Personal information
- Nationality: Bulgarian
- Born: 12 February 1993 (age 32) Troyan, Bulgaria

Sport
- Country: Bulgaria
- Sport: Biathlon

= Stefani Popova =

Bulgarian biathlete

Stefani Popova (Стефани Попова) (born 12 February 1993) is a Bulgarian biathlete.

== Early life ==
She was born in Troyan.
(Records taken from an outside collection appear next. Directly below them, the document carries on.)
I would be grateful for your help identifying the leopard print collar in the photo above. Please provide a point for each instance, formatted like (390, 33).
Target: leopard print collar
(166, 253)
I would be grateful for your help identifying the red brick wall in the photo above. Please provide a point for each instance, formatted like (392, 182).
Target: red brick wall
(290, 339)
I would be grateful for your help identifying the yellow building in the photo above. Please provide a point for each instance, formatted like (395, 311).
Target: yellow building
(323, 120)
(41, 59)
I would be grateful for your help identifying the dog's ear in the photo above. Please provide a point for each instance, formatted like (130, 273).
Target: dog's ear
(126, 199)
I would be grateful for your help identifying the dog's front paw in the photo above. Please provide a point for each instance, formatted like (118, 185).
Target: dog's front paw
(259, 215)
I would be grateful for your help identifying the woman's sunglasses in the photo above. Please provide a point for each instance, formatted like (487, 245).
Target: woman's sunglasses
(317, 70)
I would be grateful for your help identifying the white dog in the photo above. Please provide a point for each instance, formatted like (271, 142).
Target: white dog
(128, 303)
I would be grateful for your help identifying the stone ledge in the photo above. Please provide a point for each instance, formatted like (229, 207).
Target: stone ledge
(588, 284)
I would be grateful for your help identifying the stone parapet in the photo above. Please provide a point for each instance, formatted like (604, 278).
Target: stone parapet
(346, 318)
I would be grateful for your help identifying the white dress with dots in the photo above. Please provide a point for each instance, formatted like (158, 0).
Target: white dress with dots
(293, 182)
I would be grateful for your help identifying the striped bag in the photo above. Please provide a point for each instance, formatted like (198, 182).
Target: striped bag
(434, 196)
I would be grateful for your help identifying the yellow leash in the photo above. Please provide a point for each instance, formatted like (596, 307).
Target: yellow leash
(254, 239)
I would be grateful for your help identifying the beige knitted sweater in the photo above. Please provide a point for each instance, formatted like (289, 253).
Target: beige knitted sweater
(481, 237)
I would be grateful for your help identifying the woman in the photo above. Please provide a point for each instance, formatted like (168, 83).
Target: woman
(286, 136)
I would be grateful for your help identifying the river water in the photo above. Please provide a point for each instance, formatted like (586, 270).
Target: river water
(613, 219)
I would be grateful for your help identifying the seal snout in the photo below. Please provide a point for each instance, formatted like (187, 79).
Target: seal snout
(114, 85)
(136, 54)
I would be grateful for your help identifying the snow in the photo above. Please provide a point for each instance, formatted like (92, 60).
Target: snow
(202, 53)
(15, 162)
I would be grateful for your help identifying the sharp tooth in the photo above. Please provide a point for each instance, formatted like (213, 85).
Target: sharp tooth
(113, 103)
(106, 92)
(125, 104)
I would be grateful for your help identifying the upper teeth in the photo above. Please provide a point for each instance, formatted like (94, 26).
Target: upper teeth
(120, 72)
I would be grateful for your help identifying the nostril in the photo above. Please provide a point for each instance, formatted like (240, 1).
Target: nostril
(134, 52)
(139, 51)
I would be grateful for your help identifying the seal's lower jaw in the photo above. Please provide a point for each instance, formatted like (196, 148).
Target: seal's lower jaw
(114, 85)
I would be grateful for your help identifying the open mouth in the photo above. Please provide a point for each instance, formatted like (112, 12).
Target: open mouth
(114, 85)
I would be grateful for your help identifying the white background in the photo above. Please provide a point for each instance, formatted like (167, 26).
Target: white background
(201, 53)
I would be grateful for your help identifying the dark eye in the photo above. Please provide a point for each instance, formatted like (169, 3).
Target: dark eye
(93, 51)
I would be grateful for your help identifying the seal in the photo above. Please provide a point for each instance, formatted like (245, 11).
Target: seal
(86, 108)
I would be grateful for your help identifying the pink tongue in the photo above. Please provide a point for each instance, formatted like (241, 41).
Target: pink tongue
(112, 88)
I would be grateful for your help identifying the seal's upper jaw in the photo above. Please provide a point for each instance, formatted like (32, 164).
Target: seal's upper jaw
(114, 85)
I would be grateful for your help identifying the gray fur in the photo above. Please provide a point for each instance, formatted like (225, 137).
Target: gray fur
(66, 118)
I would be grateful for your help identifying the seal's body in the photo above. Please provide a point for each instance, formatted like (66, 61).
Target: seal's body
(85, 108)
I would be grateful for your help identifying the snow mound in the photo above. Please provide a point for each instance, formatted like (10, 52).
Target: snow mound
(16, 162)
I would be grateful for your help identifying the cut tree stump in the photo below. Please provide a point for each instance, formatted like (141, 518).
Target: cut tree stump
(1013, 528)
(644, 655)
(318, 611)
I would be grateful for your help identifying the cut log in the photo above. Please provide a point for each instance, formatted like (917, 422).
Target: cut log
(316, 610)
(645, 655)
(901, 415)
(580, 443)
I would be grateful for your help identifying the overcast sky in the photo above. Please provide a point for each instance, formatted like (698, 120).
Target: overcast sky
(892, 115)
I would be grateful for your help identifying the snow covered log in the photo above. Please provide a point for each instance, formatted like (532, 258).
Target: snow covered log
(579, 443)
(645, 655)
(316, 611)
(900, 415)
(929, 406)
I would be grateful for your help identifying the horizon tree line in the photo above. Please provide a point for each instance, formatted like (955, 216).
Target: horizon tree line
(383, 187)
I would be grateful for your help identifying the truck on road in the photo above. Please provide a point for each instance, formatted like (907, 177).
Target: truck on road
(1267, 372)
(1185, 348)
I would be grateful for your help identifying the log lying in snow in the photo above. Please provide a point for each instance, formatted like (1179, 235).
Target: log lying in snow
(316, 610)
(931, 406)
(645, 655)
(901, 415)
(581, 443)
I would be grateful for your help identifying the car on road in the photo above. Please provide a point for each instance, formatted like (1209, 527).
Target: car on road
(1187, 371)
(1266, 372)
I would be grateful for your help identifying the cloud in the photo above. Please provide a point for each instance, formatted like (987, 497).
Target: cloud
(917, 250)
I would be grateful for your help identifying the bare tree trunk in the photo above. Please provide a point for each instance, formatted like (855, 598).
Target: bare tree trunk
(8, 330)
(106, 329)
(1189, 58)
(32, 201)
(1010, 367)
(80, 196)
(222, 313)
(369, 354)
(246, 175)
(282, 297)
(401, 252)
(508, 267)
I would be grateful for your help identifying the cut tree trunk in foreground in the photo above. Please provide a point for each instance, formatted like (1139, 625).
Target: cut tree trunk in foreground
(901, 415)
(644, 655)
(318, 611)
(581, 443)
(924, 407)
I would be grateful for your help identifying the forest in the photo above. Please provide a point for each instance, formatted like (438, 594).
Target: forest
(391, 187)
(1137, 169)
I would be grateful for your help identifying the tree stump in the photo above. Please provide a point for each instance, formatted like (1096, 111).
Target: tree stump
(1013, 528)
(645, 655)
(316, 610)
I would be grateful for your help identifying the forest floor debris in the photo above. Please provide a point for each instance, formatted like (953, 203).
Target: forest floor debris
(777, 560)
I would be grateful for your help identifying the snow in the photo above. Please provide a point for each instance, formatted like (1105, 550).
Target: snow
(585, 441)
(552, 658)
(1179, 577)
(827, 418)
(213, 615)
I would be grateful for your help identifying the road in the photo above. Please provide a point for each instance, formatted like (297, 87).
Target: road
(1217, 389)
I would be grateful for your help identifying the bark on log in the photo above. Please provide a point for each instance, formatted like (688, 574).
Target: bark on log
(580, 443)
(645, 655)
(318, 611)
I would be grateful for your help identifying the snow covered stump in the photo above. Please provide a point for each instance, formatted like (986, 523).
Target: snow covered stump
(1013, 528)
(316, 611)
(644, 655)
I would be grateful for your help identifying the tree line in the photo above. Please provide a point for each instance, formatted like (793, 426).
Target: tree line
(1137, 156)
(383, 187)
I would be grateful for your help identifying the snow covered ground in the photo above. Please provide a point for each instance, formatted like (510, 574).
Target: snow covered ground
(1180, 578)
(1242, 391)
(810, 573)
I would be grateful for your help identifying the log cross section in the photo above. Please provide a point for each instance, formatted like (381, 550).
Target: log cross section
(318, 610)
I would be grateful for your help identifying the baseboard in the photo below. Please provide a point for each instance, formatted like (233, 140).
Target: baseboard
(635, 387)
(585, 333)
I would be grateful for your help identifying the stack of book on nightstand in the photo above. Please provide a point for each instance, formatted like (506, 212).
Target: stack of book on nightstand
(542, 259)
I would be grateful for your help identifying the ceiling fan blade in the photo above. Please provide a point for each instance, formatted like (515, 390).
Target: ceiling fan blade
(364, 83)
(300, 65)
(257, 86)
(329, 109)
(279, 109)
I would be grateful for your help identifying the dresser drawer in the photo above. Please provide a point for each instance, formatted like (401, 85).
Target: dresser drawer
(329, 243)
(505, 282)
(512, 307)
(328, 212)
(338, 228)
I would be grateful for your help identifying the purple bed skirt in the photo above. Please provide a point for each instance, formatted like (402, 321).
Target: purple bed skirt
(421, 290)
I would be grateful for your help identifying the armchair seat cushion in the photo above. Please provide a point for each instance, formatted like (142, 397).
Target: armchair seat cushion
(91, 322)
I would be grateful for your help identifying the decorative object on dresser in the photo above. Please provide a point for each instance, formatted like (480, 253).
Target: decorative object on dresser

She has competed in the Biathlon World Cup, and represented Bulgaria at the Biathlon World Championships 2016.
==Biathlon results==
All results are sourced from the International Biathlon Union.
===Olympic Games===
0 medals

| Event | Individual | Sprint | Pursuit | Mass start | Relay | Mixed relay |
|---|---|---|---|---|---|---|
| KOR 2018 Pyeongchang | 77th | — | — | — | 16th | — |

===World Championships===
0 medals

| Event | Individual | Sprint | Pursuit | Mass start | Relay | Mixed relay |
|---|---|---|---|---|---|---|
| CZE 2013 Nové Město | 91st | — | — | — | LAP | — |
| FIN 2015 Kontiolahti | 86th | 102nd | — | — | 23rd | — |
| NOR 2016 Oslo | 80th | 96th | — | — | 20th | — |
| AUT 2017 Hochfilzen | — | 94th | — | — | 22nd | — |

- During Olympic seasons competitions are only held for those events not included in the Olympic program.